Federal district courts have original jurisdiction over “all civil actions arising under the Constitution, laws, or treaties of the United States.” 28 U.S.C. § 1331. In determining whether a complaint arises under federal law we apply the “well-pleaded complaint” rule. Loftis v. United Parcel Serv., Inc., 342 F.3d 509, 514 (6th Cir.2003). Under this rule “we examine the ‘well pleaded’ allegations of the complaint and ignore potential defenses.” Beneficial Nat. Bank, 539 U.S. at 6, 123 S.Ct. 2058. “[FJederal jurisdiction exists only when a federal question is presented on the face of the plaintiffs properly pleaded complaint.” Caterpillar, 482 U.S. at 392, 107 S.Ct. 2425. The well-pleaded complaint rule recognizes that the plaintiff is the master of his complaint. Loftis, 342 F.3d at 515. Accordingly, if the plaintiff chooses to bring a state law claim, that claim cannot generally be “recharac-terized” as a federal claim for the purpose of removal. Id. (citing Metro. Life Ins. Co. v. Taylor, 481 U.S. 58, 63, 107 S.Ct. 1542, 95 L.Ed.2d 55 (1987)). It is settled law that “a case may not be removed to federal court on the basis of a federal defense, including the defense of pre-emption, even if the defense is anticipated in the plaintiffs complaint, and even if both parties concede that the federal defense is the only question truly at issue.” Caterpillar, 482 U.S. at 393, 107 S.Ct. 2425 (emphasis in original). See also Beneficial Nat. Bank, 539 U.S. at 6, 123 S.Ct. 2058 (“[A] defense that relies on ... the pre-emptive effect of a federal statute will not provide a basis for removal.”); Metro. Life Ins. Co. v. Taylor, 481 U.S. 58, 63-64, 107 S.Ct. 1542, 95 L.Ed.2d 55 (1987) (“Federal preemption is ordinarily a federal defense to the plaintiffs suit. As a defense, it does not appear on the face of a well-pleaded complaint, and, therefore, does not authorize removal to federal court.”).

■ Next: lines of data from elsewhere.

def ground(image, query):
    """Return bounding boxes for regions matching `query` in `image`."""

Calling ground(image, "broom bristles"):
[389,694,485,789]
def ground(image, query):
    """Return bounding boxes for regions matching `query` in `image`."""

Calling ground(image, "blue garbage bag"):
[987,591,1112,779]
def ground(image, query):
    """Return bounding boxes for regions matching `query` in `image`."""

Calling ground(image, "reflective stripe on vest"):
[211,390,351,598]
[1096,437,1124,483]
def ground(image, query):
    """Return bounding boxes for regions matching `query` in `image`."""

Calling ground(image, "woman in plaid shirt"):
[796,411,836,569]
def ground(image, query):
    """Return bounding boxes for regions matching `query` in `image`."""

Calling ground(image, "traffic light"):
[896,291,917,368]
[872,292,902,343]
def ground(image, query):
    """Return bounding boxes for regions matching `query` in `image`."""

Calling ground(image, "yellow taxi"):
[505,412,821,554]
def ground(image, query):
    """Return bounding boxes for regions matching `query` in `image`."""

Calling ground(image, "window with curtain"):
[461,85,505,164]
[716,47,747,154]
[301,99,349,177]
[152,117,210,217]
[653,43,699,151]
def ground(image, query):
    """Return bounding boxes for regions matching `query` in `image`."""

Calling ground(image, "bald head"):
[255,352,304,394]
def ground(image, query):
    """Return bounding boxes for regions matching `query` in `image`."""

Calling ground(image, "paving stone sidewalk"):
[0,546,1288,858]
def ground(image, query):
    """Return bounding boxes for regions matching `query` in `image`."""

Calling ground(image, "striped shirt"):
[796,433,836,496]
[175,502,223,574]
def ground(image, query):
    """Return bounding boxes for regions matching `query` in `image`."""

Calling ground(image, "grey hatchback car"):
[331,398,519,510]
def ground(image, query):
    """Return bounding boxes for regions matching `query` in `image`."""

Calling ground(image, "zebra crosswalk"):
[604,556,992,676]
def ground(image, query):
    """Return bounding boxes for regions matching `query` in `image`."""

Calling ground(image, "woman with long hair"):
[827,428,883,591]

A state claim may be removed to federal court in only two circumstances— when Congress expressly so provides, 2 or “when a federal statute wholly displaces *323 the state-law cause of action through complete pre-emption.” Beneficial Nat. Bank, 539 U.S. at 8, 123 S.Ct. 2058. The “complete preemption” doctrine, developed in the case law, recognizes that “Congress may so completely pre-empt a particular area that any civil complaint raising this select group of claims is necessarily federal in character.” Metro. Life, 481 U.S. at 63-64, 107 S.Ct. 1542. Complete preemption applies where “the pre-emptive force of a statute is so ‘extraordinary’ that it ‘converts an ordinary state common-law complaint into one stating a federal claim for purposes of the well-pleaded complaint rule.’ ” Caterpillar, 482 U.S. at 393, 107 S.Ct. 2425 (quoting Metro. Life, 481 U.S.